In a detailed Reviews from R’lyeh rundown, Matthew Pook concludes, “The danger of being inspired by Warhammer Fantasy Roleplay and Fighting Fantasy is that Warlock! could have been fairly complex, but in taking concepts and structures from both — the Careers in particular of Warhammer Fantasy Roleplay and the simplicity of Fighting Fantasy — the result is something leaner, faster, but still as brutal and as grim. It is light enough for the Game Master to easily develop her own content. Overall, Warlock! is easy to pick up and play, presenting a quick and dirty fantasy roleplaying game that will tick many a gamer’s sense of nostalgia.”

This comprehensive offer presented almost the entire Warlock! line, including rules, locations, bestiaries, characters, and scenarios — everything you need for adventure in the 1980s British style.
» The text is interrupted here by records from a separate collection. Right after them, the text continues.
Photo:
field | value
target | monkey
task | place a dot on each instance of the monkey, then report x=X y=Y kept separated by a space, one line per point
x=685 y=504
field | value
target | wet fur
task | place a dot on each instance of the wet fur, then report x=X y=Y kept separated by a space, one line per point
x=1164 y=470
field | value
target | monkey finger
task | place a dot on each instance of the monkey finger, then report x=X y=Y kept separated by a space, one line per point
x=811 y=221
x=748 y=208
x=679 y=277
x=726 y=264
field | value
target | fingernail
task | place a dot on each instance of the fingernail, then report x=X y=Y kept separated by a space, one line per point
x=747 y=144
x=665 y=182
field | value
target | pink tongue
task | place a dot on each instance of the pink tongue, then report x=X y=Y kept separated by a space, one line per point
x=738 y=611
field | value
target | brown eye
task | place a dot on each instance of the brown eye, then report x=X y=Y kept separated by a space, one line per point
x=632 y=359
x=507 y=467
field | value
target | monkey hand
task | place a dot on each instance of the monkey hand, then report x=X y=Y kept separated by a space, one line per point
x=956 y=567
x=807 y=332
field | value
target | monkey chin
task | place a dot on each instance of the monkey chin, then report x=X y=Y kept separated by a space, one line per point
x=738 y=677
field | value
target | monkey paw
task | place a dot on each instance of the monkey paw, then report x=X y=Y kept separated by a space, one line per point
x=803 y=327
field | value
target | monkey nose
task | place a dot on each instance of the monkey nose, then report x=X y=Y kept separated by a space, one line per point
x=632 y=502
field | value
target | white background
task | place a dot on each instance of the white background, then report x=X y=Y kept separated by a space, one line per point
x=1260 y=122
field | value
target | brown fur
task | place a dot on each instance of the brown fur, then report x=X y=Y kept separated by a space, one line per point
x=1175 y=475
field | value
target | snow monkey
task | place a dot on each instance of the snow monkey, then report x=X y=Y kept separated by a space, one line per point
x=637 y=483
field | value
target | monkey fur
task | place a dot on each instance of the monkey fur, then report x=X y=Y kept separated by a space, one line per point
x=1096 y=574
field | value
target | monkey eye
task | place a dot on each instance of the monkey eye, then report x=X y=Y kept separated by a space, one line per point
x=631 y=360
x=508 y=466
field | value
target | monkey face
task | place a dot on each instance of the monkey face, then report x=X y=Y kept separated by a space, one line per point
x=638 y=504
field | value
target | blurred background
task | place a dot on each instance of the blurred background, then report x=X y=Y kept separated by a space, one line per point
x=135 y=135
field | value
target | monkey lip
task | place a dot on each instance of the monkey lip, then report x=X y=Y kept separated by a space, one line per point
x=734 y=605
There were four titles in our Starter Collection (retail value $28) as DRM-free .PDF ebooks, including the complete Warlock! core rulebook, the location sourcebooks Kingdom and Griff’s Vale, and the scenario collection Three’s Company.

Those who paid more than the threshold (average) price also got our entire Bonus Collection with six more titles worth an additional $42, including both Warlock Compendium 1 and Compendium 2 rules expansions, the character collection Rogues’ Gallery, the Phantasmagoria bestiary, the recent adventure Bridgetown, and the descriptively named Goblins.

Ten percent of each payment (after gateway fees) went to this Warlock offer’s pandemic-related charity, Direct Relief. Direct Relief gets protective gear and critical care medications to health workers, with emergency deliveries to medical facilities across the US and to regional response agencies across the world.